From sweetheart land deals to initial public
offering (IPO) stock gifts to insider trading with non-public government
information, the methods of unethical wealth accumulation for our
permanent political class are endless. The reaction from the Beltway
establishment to the revelations concerning insider trading among
members of Congress was predictable. First they denied it, then they
dismissed the problem as much ado about nothing. Some said there was no
need for new laws or action because the Securities and Exchange
Commission could prosecute members of Congress under existing laws against insider trading.
But
under current law, there is no way the SEC will ever go after a
powerful congressman or senator. The SEC never has, even though insider
trading prohibitions have existed since the 1930s. Here's why: Congress
sets the SEC's budget, and senators approve the head of the SEC.

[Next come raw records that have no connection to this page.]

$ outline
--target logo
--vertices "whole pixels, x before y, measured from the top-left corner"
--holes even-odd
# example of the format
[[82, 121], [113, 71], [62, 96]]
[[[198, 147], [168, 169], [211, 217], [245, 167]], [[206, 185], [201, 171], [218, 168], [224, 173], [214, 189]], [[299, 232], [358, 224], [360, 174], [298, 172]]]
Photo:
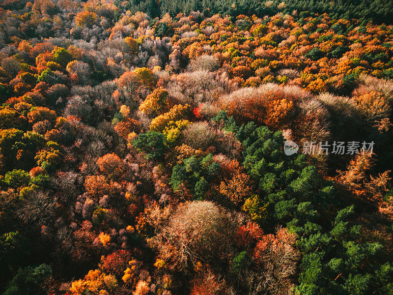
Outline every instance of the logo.
[[291, 140], [287, 140], [284, 143], [284, 153], [287, 156], [296, 153], [299, 150], [298, 144]]

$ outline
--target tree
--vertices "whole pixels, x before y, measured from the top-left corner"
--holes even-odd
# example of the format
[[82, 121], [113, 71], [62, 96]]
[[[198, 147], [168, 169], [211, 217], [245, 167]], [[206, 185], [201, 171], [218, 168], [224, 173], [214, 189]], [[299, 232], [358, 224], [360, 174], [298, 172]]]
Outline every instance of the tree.
[[4, 295], [44, 295], [44, 283], [51, 278], [52, 270], [47, 264], [20, 268], [8, 284]]
[[155, 131], [140, 133], [132, 142], [135, 148], [147, 153], [148, 159], [154, 160], [163, 156], [167, 146], [165, 135]]
[[110, 179], [117, 179], [124, 173], [123, 161], [114, 153], [99, 158], [97, 165], [101, 173]]
[[233, 251], [236, 222], [213, 203], [186, 202], [178, 206], [152, 242], [163, 259], [181, 269], [195, 265], [201, 257], [209, 263], [219, 263]]
[[74, 58], [67, 49], [60, 47], [54, 50], [53, 60], [57, 62], [63, 68], [65, 68], [68, 63], [74, 59]]
[[23, 170], [14, 169], [5, 174], [4, 181], [15, 188], [26, 186], [30, 181], [30, 175]]
[[168, 91], [162, 88], [155, 89], [140, 104], [139, 110], [145, 114], [156, 117], [168, 110]]
[[92, 11], [84, 10], [78, 12], [75, 17], [75, 24], [78, 27], [90, 28], [97, 19], [97, 14]]

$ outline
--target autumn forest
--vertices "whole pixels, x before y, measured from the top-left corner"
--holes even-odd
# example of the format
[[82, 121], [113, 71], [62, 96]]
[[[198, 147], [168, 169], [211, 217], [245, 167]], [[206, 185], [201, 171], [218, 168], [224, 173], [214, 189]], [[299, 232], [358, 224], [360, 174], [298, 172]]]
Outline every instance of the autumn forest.
[[393, 2], [0, 1], [0, 294], [393, 295]]

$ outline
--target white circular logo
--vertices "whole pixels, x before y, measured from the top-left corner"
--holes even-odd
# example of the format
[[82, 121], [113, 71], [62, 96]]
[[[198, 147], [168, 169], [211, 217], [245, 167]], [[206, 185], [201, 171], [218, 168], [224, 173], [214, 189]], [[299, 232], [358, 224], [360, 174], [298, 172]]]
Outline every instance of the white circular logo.
[[291, 140], [287, 140], [284, 143], [284, 152], [287, 156], [296, 153], [299, 150], [298, 144]]

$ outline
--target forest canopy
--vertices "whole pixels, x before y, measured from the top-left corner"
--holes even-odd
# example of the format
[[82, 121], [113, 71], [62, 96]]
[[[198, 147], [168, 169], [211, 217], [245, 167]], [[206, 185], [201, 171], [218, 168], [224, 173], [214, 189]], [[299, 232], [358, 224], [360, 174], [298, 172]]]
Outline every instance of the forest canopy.
[[2, 1], [0, 293], [393, 294], [393, 5]]

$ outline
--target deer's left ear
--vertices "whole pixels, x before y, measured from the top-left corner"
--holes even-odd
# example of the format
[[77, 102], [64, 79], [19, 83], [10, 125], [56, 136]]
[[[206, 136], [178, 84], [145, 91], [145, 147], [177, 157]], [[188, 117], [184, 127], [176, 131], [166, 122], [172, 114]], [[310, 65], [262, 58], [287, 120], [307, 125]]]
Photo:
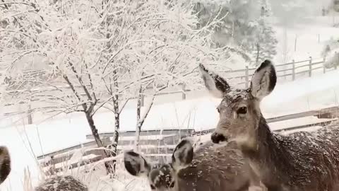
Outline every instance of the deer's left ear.
[[273, 91], [277, 83], [277, 74], [272, 62], [265, 60], [256, 70], [251, 81], [251, 94], [261, 100]]
[[182, 139], [177, 145], [172, 156], [172, 164], [176, 171], [187, 167], [193, 161], [193, 144], [188, 139]]
[[225, 93], [230, 91], [230, 87], [226, 80], [208, 71], [203, 64], [200, 64], [199, 68], [205, 86], [213, 96], [222, 98]]

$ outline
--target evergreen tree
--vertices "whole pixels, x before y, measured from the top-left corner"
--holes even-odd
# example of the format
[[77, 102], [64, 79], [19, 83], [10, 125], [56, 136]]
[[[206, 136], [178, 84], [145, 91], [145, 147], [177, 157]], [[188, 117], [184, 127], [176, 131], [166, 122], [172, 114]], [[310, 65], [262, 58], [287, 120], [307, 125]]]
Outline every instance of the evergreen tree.
[[256, 65], [266, 59], [272, 59], [277, 54], [278, 40], [275, 32], [270, 21], [270, 6], [267, 0], [261, 0], [261, 15], [257, 21], [256, 40], [254, 50], [254, 61]]
[[214, 29], [213, 39], [216, 47], [234, 46], [242, 52], [238, 53], [245, 60], [250, 62], [256, 39], [256, 15], [258, 15], [259, 11], [256, 1], [198, 0], [195, 4], [194, 10], [201, 28], [208, 25], [212, 18], [220, 19], [218, 27]]

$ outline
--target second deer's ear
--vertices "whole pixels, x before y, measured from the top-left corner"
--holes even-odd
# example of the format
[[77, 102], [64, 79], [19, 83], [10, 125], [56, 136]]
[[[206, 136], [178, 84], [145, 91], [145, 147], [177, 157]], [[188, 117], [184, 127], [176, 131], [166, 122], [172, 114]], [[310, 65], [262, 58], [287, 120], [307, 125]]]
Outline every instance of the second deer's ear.
[[225, 93], [230, 91], [230, 87], [226, 80], [208, 71], [203, 64], [200, 64], [199, 68], [205, 86], [213, 96], [221, 98]]
[[175, 147], [172, 164], [176, 171], [187, 167], [193, 160], [193, 144], [189, 139], [182, 139]]
[[133, 151], [124, 153], [124, 163], [126, 170], [134, 176], [147, 176], [150, 170], [150, 166], [147, 161]]
[[6, 146], [0, 146], [0, 185], [11, 173], [11, 156]]

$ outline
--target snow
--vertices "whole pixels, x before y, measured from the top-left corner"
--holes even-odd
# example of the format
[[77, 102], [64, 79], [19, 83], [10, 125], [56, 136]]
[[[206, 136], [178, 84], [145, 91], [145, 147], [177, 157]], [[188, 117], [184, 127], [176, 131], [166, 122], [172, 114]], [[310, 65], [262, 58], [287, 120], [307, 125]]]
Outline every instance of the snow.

Congress uses its power of the purse strings to threaten federal
agencies that get in their way.
For example, in 2006 the FBI got a search warrant from a federal judge to comb former congressman William Jefferson's
office. The FBI already had evidence that Jefferson was taking bribes.
Congress was furious that the FBI would dare search a fellow member's
office. Members claimed the search was unconstitutional. They even
threatened to cut the Justice Department's budget in retaliation. All this despite the fact that 86% of Americans supported the FBI raid.